WaveNet takes a totally different approach. In the original paper we described a deep generative model that can create individual waveforms from scratch, one sample at a time, with 16,000 samples per second and seamless transitions between individual sounds.

The structure of the convolutional neural network that underpins the original WaveNet model

It was built using a convolutional neural network, which was trained on a large dataset of speech samples. During this training phase, the network determined the underlying structure of the speech, such as which tones followed each other and what waveforms were realistic (and which were not). The trained network then synthesised a voice one sample at a time, with each generated sample taking into account the properties of the previous sample. The resulting voice contained natural intonation and other features such as lip smacks. Its “accent” depended on the voices it had trained on, opening up the possibility of creating any number of unique voices from blended datasets. As with all text-to-speech systems, WaveNet used a text input to tell it which words it should generate in response to a query.

Building up sound waves at such high-fidelity using the original model was computationally expensive, meaning WaveNet showed promise but was not something we could deploy in the real world. But over the last 12 months our teams have worked hard to develop a new model that is capable of more quickly generating waveforms. It is also now capable of running at scale and is the first product to launch on Google’s latest TPU cloud infrastructure.

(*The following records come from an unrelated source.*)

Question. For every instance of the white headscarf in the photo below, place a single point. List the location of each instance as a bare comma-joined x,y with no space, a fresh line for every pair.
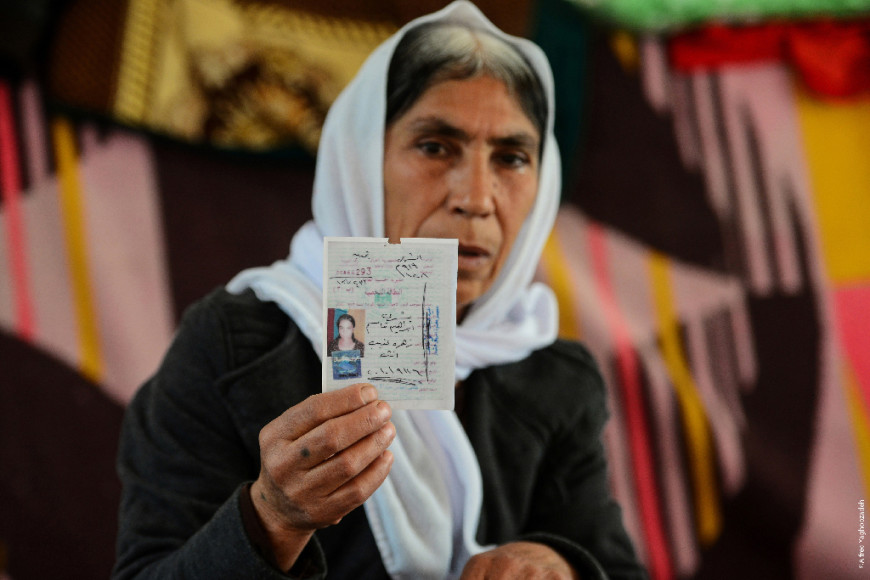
424,517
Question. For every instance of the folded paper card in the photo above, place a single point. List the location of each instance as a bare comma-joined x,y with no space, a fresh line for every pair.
389,316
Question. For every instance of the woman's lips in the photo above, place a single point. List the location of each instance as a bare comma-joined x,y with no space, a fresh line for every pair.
473,257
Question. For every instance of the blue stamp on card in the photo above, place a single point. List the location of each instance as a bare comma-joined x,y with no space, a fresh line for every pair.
346,364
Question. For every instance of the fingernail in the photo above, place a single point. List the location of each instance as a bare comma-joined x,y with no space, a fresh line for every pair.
368,394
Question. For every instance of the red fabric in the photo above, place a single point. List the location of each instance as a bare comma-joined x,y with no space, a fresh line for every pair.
832,57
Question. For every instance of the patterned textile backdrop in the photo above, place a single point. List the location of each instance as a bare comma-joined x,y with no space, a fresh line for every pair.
713,251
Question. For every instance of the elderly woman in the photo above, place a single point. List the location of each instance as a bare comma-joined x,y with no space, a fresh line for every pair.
234,464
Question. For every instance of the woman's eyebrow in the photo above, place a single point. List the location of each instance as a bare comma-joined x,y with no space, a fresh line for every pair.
439,126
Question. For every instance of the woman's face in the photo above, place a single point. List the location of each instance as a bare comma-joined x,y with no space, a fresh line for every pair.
345,330
462,163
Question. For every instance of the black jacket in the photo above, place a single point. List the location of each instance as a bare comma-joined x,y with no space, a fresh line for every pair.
189,447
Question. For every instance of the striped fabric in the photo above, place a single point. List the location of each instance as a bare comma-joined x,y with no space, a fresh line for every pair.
81,245
709,364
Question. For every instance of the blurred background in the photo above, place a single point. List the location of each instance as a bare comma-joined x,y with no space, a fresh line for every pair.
713,248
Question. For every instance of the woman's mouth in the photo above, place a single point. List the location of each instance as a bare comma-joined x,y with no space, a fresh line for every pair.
473,257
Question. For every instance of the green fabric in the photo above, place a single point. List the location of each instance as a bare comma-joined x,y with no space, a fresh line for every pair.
563,34
665,15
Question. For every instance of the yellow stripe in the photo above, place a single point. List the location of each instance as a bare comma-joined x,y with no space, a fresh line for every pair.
72,209
860,428
697,428
556,268
836,138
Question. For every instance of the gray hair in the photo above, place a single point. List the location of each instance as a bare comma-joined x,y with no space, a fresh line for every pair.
437,52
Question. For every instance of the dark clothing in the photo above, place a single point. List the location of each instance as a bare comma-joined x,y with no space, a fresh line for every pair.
189,447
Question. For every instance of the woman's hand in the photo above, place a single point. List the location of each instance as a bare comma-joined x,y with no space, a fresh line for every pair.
319,460
527,560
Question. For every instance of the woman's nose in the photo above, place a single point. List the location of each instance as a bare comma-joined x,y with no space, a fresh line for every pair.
473,187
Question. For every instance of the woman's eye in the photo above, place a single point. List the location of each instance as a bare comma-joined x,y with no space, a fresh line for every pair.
432,148
514,159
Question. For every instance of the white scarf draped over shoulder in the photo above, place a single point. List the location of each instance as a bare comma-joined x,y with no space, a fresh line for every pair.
424,517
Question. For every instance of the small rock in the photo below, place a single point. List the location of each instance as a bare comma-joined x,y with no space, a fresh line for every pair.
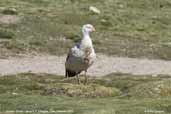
94,10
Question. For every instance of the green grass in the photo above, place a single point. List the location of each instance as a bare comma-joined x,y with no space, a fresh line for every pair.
26,92
124,28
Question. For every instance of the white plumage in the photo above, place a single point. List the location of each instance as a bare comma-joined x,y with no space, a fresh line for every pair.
82,55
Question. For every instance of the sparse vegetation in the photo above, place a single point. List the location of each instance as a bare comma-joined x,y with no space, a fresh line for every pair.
124,28
36,92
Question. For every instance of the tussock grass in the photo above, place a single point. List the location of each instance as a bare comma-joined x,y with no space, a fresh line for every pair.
26,92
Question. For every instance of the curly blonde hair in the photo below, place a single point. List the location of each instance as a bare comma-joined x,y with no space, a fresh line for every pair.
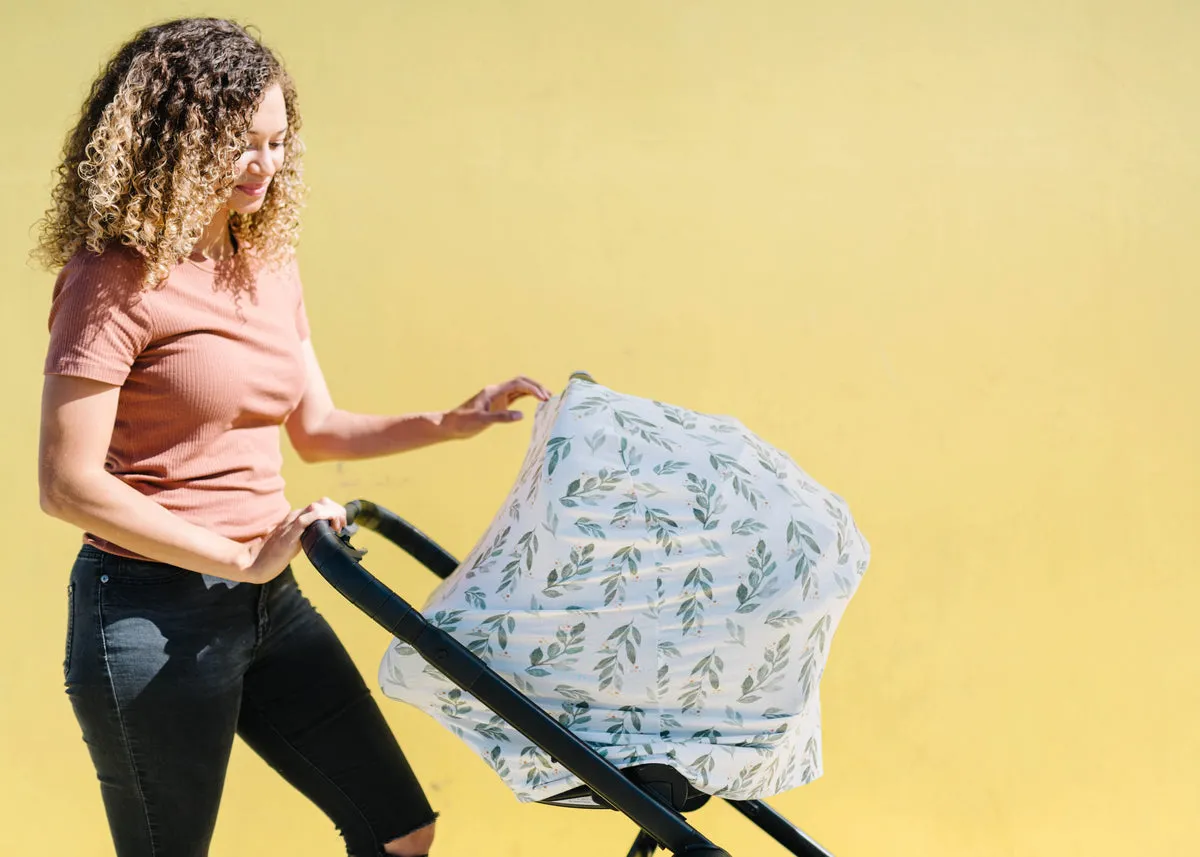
154,155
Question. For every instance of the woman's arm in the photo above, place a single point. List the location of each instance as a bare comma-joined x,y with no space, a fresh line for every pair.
77,427
322,432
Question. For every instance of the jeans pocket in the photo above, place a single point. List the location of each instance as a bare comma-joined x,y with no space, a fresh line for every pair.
70,645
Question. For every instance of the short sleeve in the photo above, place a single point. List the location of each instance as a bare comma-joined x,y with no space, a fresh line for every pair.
303,329
99,323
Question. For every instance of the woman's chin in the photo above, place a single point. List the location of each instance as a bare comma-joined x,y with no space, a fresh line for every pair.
246,208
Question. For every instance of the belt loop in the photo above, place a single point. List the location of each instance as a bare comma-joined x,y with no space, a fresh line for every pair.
263,616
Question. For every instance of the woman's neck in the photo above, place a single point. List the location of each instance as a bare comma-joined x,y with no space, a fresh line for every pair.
216,241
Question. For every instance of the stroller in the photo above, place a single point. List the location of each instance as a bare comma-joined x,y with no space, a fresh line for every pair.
654,795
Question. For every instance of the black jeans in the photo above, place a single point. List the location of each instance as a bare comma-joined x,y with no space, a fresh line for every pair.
163,666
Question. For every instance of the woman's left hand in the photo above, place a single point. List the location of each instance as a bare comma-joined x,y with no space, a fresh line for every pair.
491,405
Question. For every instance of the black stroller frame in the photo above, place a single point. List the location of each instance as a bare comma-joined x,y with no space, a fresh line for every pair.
654,797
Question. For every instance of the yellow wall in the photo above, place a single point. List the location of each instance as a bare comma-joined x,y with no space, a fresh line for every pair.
942,252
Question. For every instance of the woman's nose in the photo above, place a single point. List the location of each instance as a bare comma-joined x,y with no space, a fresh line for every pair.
263,163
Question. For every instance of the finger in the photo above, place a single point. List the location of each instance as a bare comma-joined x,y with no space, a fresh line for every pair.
501,417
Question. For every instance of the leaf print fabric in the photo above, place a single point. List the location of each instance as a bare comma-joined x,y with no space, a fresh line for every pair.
663,582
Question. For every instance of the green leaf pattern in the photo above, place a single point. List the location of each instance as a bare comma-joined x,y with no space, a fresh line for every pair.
663,582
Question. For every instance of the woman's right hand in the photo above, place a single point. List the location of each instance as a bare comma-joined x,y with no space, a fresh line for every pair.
267,559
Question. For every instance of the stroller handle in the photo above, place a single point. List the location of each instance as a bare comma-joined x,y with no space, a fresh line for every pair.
340,563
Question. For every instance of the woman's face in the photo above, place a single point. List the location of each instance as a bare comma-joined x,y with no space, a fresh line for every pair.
263,156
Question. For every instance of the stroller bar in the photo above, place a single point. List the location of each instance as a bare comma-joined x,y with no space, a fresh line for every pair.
340,564
779,828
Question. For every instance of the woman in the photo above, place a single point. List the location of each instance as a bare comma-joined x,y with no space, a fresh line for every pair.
179,346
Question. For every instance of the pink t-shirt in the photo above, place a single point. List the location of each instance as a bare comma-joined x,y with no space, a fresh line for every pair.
208,375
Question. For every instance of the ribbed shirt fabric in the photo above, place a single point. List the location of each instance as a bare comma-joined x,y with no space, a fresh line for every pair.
208,375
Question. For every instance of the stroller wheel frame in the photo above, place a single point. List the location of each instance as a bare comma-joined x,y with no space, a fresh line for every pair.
340,563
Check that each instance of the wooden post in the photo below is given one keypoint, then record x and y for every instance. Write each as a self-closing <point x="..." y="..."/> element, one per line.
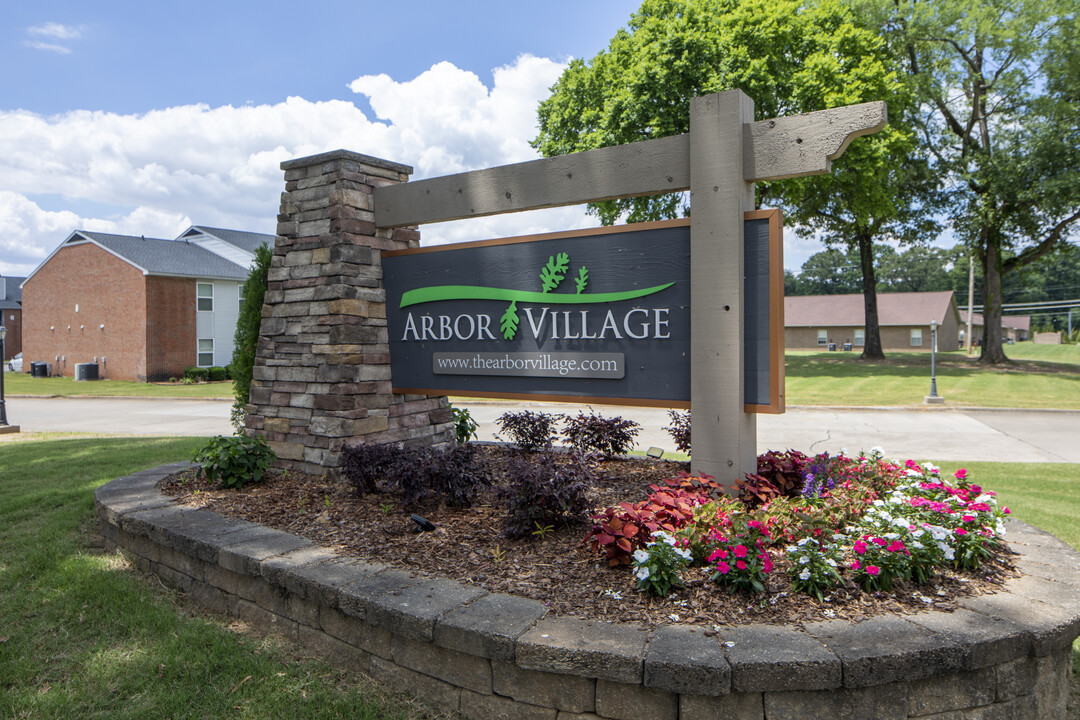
<point x="725" y="436"/>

The WaveNet team will now turn their focus to preparing a publication detailing the research behind the new model, but the results speak for themselves. The new, improved WaveNet model still generates a raw waveform but at speeds 1,000 times faster than the original model, meaning it requires just 50 milliseconds to create one second of speech. In fact, the model is not just quicker, but also higher-fidelity, capable of creating waveforms with 24,000 samples a second. We have also increased the resolution of each sample from 8 bits to 16 bits, the same resolution used in compact discs.

This makes the new model more natural sounding according to tests with human listeners. For example, the new US English voice I gets a mean-opinion-score (MOS) of 4.347 on a scale of 1-5, where even human speech is rated at just 4.667.

The new model also retains the flexibility of the original WaveNet, allowing us to make better use of large amounts of data during the training phase. Specifically, we can train the network using data from multiple voices. This can then be used to generate high-quality, nuanced voices even where there is little training data available for the desired output voice.

We believe this is just the start for WaveNet and we are excited by the possibilities that the power of a voice interface could now unlock for all the world's languages.